Compute the Adjusted Rand Index (ARI) between two categorical annotations stored in adata.obs.

This is a lightweight convenience wrapper around sklearn.metrics.adjusted_rand_score that handles missing values in AnnData.

What it does#

Compares two categorical labelings (true_key vs pred_key)
Automatically filters out samples with missing values in either column
Returns a single float ARI score

ARI measures similarity between two partitions, corrected for chance:

1.0 → perfect agreement
0.0 → random agreement
< 0.0 → worse than random

Parameters#

adata
AnnData object containing both label vectors in adata.obs.

true_key
Column in adata.obs with the reference / ground-truth labels (e.g. “cell_type”).

pred_key
Column in adata.obs with predicted labels (e.g. “leiden”, “kmeans”, “predicted_type”).

Returns#

float.
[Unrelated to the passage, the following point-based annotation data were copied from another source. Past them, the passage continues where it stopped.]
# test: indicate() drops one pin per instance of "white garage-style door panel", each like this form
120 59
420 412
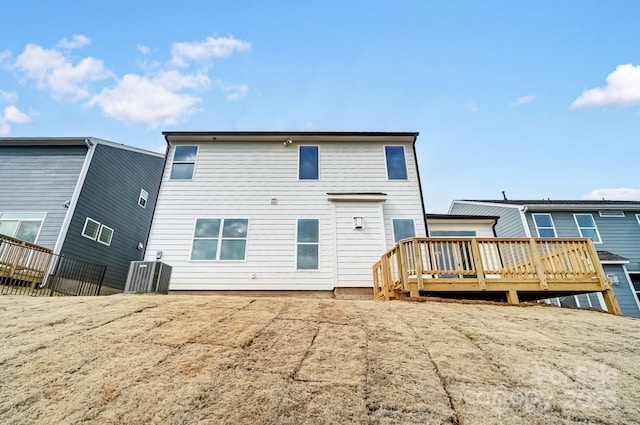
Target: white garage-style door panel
357 249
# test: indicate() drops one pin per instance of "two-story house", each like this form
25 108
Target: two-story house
284 210
84 198
614 227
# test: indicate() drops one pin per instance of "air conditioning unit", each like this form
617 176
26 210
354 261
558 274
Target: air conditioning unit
148 276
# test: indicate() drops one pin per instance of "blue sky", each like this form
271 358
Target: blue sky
537 98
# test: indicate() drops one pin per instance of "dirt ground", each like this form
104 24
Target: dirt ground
182 359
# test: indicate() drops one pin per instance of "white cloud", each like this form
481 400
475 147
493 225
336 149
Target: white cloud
613 194
622 89
74 43
53 70
11 115
220 47
142 100
522 100
8 97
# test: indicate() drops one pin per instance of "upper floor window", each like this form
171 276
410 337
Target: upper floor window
452 233
142 199
308 163
23 226
307 244
184 162
396 164
544 225
220 239
97 231
587 227
403 228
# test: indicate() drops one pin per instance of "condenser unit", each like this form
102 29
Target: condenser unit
148 276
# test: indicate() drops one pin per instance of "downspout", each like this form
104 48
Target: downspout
424 212
91 147
153 213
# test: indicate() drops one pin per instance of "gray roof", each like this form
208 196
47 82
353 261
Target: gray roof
565 204
610 256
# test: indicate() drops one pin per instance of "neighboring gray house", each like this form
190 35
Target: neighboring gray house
614 227
82 197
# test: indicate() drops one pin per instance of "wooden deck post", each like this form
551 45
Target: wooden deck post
537 263
417 254
611 302
477 263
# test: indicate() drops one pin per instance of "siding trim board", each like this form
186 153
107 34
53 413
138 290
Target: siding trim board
74 198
Adjusted Rand Index computed on samples where both labels are present.

Raises:

ValueError.
If no samples have non-missing values in both true_key and pred_key.

Examples#

Basic usage

ari = bk.tl.adjusted_rand_index(
    adata,
    true_key="cell_type",
    pred_key="leiden",
)
print(f"ARI = {ari:.3f}")

Compare multiple clusterings

for key in ["leiden_0.5", "leiden_1.0", "leiden_2.0"]:
    ari = bk.tl.adjusted_rand_index(
        adata,
        true_key="cell_type",
        pred_key=key,
    )
    print(key, ari)

Notes#

This function only computes ARI.
For a richer evaluation (NMI, Cramér’s V, silhouette score), see: • tl.cluster_metrics • Requires scikit-learn.